Electric Vehicles, Salary Sacrifice, IFRS 16 and Scotland David Green dgreen@arlingclose.com

Many climate-conscious employers (including Arlingclose and many local authorities) have taken advantage of a government-backed scheme to provide their staff with electric vehicles. In a typical scheme, the employer leases cars from a company for three years (the head lease) and then provides them to employees in return for a salary sacrifice (the sub leases). The employee and employer get tax breaks, the company makes a profit and less petrol is burnt on the roads. Everyone’s a winner!

But let’s look at the accounting implications for the local authority employer.  Under the old IAS 17 lease accounting standard, both the head lease and the sub leases were considered operating leases, as three years is much shorter than the useful life of a new car. So the payments under the head lease were revenue expenditure, and the receipts from the sub leases were revenue income, which neatly netted off leaving no overall cost to the authority.

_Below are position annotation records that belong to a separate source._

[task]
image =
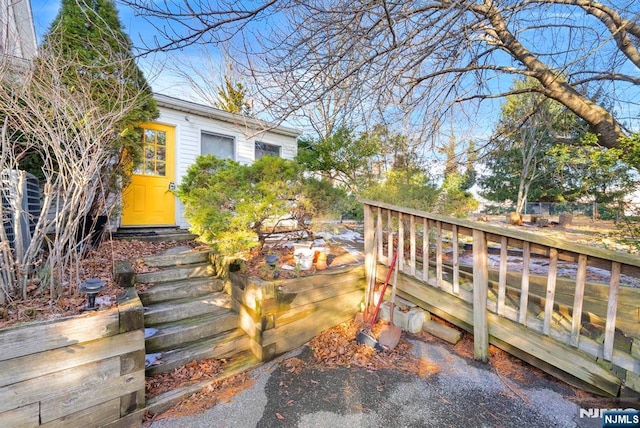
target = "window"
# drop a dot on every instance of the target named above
(220, 146)
(154, 149)
(264, 149)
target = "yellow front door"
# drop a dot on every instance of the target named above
(148, 200)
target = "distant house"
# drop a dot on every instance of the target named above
(183, 131)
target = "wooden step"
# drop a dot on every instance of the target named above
(239, 363)
(198, 270)
(182, 289)
(182, 258)
(175, 310)
(178, 333)
(222, 346)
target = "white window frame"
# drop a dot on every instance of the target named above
(222, 136)
(269, 145)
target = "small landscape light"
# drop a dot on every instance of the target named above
(91, 288)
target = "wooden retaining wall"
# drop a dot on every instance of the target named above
(84, 371)
(282, 315)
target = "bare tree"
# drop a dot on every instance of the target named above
(73, 133)
(427, 55)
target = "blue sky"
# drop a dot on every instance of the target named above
(157, 68)
(154, 67)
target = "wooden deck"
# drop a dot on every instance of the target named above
(582, 326)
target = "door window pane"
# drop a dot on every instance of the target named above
(154, 153)
(220, 146)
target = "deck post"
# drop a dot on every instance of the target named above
(369, 255)
(480, 289)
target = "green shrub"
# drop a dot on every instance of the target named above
(235, 207)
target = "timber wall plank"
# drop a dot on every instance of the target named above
(24, 417)
(43, 363)
(40, 337)
(95, 416)
(288, 313)
(81, 371)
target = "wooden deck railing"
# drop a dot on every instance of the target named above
(585, 299)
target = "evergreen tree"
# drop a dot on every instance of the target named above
(90, 36)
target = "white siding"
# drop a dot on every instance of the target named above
(189, 126)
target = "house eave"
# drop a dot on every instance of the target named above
(214, 113)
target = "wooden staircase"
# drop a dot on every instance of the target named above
(188, 316)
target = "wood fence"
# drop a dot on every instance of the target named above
(572, 310)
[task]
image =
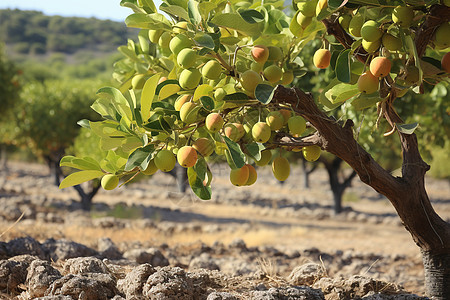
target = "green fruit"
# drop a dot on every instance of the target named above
(249, 80)
(165, 160)
(266, 156)
(239, 177)
(204, 146)
(186, 58)
(261, 132)
(178, 43)
(311, 153)
(275, 120)
(281, 168)
(354, 27)
(190, 78)
(151, 168)
(370, 31)
(212, 70)
(188, 112)
(403, 15)
(187, 156)
(367, 83)
(109, 182)
(214, 122)
(391, 42)
(296, 125)
(273, 73)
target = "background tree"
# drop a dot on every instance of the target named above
(218, 64)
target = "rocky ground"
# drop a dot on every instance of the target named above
(147, 241)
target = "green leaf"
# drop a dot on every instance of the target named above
(193, 13)
(343, 71)
(148, 93)
(80, 177)
(407, 128)
(236, 153)
(264, 93)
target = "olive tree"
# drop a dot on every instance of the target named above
(220, 76)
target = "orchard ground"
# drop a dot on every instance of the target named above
(267, 215)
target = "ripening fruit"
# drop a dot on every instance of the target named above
(273, 73)
(322, 58)
(212, 70)
(445, 62)
(355, 25)
(266, 156)
(190, 78)
(311, 153)
(214, 122)
(367, 83)
(380, 66)
(288, 77)
(249, 80)
(138, 81)
(391, 42)
(371, 47)
(186, 58)
(260, 53)
(204, 146)
(110, 182)
(154, 35)
(281, 168)
(261, 132)
(178, 43)
(239, 177)
(296, 125)
(275, 120)
(188, 112)
(370, 31)
(151, 168)
(181, 100)
(165, 160)
(187, 156)
(275, 53)
(307, 8)
(403, 15)
(442, 36)
(303, 20)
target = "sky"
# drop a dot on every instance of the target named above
(100, 9)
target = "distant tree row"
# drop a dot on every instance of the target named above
(35, 33)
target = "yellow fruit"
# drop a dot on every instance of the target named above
(239, 177)
(252, 175)
(212, 70)
(187, 156)
(204, 146)
(188, 112)
(214, 122)
(266, 156)
(165, 160)
(186, 58)
(370, 31)
(403, 15)
(281, 168)
(380, 66)
(311, 153)
(296, 125)
(261, 132)
(109, 182)
(273, 73)
(367, 83)
(275, 120)
(260, 53)
(322, 58)
(190, 78)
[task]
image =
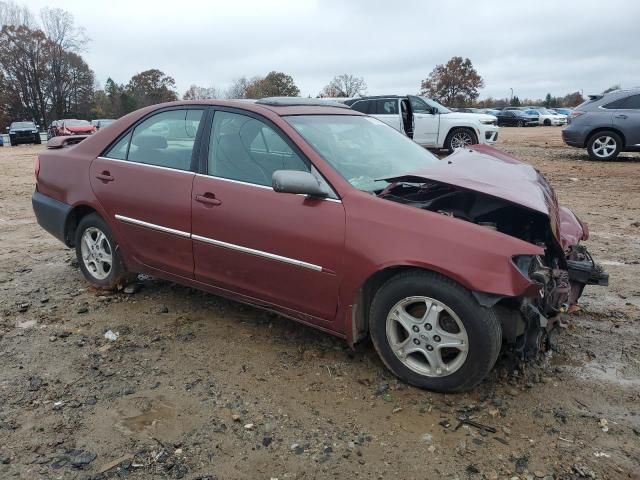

But things are not so simple under the new IFRS 16 standard. The head lease will be recognised as a capital transaction, creating right-of-use assets reflecting three years’ use of the vehicles, and a liability to pay the charges for three years. This will create revenue charges for interest and minimum revenue provision (MRP). The sub leases will then be disposals of the right-of-use assets, initially creating a finance lease receivable, followed by capital receipts and interest income when this is repaid. But the oldest rule in local government finance applies here, namely that capital receipts cannot be used to fund revenue expenditure, and so there will be shortfall in the revenue account.

Local authorities in England, Northern Ireland and Wales have some discretion over the charging of MRP, and many would argue it is prudent not to make a revenue charge to repay the debt created by the head lease, but to use the capital receipts from the sub leases to repay it instead. Proposed changes to MRP legislation and guidance in England would explicitly permit this. Remove the MRP charge and the interest income should offset the interest expense. The budget is balanced again.

However, local authorities in Scotland are not permitted to use capital receipts to repay lease debt and have much less discretion over the statutory charge that is equivalent to MRP. Council staff north of the border wanting to do their bit for the environment will either have to do without the tax breaks available to the rest of country, or encourage their employer to pass the revenue cost onto Council Tax payers.